This article explains how to determine if your medical device requires a post-market clinical follow-up (PMCF) study for CE Marking. This is currently a non-existent requirement for most 510k submissions, but it is an area of emerging concern for all medical device regulations and this article explains why substantial equivalence is not enough.

F1.large  PMCF: Is a post market clinical follow up study required for CE Marking?

Why post-market clinical follow-up is an area of emerging concern.

For CE Marking applications of medical devices, all medical devices are required to have evidence of a post-market clinical follow-up (PMCF) study protocol or a justification for why a post-market clinical follow-up (PMCF) study is not required. The biggest mistakes I see are that manufacturers refer to their post-market surveillance (PMS) procedure as the post-market surveillance (PMS) plan for their product family, and they say that they do not need to perform a post-market clinical follow-up (PMCF) study because the device is similar to several other devices on the market (i.e., substantially equivalent).

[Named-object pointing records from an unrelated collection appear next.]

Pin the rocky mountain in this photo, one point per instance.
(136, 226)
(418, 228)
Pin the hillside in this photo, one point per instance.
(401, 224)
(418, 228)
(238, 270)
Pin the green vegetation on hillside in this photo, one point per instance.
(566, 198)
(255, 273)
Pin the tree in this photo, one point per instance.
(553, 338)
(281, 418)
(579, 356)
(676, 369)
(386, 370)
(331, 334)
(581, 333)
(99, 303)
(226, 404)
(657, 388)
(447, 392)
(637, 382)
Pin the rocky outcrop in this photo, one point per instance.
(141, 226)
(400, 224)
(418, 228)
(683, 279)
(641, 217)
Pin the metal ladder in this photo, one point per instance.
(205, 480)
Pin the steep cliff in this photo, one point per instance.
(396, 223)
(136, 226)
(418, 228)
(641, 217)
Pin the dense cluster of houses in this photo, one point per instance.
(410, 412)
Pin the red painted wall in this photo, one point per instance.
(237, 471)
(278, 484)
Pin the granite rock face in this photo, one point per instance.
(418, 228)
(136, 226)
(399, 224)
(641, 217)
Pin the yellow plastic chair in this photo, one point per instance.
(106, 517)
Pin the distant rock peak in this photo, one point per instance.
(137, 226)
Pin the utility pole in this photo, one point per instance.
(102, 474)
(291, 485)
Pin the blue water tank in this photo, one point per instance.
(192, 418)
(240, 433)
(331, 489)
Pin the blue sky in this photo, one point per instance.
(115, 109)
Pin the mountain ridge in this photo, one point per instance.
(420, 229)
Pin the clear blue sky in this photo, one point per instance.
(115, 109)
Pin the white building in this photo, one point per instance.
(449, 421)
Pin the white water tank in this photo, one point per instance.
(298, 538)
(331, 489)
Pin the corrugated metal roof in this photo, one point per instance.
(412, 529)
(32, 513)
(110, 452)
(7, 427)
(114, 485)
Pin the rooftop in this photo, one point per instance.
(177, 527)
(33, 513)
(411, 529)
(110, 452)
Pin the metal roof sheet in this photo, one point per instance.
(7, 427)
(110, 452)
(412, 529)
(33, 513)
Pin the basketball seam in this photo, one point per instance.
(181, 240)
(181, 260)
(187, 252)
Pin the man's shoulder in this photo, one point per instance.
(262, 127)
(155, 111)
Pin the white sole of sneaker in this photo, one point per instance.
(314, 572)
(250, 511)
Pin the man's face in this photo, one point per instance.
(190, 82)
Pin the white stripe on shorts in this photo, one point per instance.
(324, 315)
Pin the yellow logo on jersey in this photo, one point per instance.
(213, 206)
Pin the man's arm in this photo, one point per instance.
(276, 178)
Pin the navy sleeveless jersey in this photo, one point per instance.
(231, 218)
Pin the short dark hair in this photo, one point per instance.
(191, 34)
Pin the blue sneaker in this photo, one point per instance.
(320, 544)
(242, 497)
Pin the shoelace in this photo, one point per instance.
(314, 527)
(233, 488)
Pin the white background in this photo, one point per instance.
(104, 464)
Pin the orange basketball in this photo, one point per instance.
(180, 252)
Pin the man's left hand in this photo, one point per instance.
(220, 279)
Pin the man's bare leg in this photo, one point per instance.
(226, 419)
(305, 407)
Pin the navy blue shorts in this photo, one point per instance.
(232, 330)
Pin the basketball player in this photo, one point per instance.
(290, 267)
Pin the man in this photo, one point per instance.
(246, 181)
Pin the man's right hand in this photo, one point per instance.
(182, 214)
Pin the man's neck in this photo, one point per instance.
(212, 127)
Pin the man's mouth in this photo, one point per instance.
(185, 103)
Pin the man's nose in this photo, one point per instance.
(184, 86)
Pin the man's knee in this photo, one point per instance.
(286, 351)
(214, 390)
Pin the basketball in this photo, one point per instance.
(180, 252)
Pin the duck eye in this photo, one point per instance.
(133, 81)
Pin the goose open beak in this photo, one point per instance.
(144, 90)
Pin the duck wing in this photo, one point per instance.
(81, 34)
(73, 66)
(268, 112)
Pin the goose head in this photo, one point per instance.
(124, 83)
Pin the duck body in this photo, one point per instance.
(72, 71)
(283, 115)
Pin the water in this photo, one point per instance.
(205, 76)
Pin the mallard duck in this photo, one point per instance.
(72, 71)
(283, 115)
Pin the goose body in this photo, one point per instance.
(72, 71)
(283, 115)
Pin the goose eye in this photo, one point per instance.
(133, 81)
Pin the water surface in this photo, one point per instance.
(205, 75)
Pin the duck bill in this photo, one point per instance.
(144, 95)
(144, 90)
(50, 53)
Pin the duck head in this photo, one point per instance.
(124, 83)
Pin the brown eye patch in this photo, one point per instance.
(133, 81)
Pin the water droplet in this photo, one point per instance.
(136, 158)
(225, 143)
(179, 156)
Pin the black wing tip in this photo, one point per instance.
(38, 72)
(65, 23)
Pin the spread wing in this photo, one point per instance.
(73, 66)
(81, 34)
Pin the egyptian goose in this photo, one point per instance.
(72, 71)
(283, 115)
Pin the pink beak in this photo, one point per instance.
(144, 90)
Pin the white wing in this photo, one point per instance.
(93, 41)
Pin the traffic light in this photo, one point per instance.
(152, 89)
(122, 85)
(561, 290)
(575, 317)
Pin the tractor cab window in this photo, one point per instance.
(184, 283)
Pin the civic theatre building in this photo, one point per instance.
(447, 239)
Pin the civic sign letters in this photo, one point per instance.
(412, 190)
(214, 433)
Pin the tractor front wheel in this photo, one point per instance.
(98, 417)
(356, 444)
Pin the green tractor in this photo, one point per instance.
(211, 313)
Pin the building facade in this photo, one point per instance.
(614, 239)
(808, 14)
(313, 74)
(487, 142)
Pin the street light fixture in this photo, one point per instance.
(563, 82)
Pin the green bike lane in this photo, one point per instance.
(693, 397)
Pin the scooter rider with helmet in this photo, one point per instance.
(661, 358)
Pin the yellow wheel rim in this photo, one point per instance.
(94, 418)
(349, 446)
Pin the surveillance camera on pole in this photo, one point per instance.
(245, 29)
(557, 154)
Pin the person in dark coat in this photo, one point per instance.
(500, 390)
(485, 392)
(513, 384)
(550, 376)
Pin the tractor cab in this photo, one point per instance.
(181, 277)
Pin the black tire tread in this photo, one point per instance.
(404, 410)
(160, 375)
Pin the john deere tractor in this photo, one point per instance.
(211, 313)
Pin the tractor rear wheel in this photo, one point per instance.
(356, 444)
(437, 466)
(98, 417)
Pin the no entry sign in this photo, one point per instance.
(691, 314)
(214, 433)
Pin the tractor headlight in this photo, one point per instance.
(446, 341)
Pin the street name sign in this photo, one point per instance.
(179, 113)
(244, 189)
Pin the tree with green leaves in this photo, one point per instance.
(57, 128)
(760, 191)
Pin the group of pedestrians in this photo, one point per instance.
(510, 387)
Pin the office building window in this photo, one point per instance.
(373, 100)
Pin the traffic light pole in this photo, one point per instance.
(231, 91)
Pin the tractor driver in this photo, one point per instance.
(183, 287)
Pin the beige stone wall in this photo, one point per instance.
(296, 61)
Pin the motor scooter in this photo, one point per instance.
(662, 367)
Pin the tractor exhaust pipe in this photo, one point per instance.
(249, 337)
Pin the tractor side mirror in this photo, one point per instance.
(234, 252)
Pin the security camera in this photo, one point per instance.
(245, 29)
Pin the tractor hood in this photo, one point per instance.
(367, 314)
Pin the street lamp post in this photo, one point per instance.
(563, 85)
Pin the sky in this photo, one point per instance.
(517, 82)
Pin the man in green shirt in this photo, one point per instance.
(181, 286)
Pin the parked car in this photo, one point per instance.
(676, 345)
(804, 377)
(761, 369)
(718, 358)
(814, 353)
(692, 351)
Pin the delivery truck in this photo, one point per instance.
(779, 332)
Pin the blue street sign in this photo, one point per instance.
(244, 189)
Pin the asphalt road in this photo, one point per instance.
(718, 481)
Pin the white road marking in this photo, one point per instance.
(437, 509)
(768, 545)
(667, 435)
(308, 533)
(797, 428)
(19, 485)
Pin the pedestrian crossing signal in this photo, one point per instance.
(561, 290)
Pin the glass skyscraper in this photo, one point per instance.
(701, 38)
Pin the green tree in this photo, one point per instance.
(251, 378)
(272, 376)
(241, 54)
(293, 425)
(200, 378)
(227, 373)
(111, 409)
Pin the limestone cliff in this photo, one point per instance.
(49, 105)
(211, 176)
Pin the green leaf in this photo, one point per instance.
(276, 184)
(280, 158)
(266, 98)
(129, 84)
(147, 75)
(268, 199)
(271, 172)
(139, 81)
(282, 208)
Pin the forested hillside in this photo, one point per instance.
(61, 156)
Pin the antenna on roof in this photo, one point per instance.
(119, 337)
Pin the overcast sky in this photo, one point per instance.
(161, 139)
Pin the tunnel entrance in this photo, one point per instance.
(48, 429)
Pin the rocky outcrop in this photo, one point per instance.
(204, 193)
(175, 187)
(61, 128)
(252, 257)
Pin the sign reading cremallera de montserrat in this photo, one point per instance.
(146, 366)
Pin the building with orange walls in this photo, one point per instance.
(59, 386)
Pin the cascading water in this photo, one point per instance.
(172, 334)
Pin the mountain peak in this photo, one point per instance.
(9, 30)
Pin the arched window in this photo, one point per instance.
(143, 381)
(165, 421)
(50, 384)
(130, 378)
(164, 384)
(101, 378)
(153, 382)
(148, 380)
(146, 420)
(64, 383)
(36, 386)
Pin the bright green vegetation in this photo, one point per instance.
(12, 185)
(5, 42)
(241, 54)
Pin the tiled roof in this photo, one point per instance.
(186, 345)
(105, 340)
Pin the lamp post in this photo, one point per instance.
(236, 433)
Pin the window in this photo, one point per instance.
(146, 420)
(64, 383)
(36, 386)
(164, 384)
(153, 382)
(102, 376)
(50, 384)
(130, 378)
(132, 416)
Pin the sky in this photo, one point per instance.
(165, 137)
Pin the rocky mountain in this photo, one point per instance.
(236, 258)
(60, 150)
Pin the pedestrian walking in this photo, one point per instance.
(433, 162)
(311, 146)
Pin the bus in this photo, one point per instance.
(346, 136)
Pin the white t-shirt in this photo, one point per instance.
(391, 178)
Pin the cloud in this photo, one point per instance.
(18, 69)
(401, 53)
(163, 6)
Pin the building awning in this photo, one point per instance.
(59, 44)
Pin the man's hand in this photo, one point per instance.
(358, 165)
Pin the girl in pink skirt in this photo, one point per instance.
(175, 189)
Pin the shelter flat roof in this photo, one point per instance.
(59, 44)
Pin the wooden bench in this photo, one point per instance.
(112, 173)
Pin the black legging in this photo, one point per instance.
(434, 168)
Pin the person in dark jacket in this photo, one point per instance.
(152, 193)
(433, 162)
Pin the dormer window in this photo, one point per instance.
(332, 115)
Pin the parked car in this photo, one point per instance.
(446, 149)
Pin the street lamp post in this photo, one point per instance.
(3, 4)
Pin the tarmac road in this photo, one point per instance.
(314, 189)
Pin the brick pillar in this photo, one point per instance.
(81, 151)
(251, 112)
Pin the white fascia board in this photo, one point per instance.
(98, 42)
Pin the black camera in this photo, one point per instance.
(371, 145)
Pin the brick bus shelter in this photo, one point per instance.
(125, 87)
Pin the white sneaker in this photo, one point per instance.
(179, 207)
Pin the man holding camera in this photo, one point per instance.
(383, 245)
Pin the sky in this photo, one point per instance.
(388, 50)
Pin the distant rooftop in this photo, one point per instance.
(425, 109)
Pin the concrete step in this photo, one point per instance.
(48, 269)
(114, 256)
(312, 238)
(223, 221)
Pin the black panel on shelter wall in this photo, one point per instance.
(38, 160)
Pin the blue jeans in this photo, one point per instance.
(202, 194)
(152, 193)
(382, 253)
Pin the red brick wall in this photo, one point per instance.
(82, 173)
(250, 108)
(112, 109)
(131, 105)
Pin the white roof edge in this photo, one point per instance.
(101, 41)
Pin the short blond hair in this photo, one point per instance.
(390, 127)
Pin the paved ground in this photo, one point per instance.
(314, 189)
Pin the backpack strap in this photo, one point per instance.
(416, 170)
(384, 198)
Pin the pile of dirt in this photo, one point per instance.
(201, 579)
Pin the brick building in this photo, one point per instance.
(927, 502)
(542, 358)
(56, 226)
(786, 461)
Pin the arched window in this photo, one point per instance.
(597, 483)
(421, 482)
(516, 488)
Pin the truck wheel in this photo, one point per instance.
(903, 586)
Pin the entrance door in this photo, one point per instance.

Why Substantial Equivalence Isn’t Enough

This rationale fails the technical review of most CE Marking submissions, because although products can be approved for CE Marking based upon substantial equivalence, the manufacturer must continue to monitor the performance of the device after the product is launched to make sure of two critical things:

  1. Is the substantially equivalent device actually as safe and efficacious as the predicate device?
  2. Are there new risks that are identified when the device is used for a long duration (e.g., implanted), by a broader user population or to treat a broader patient population / broader indication for use?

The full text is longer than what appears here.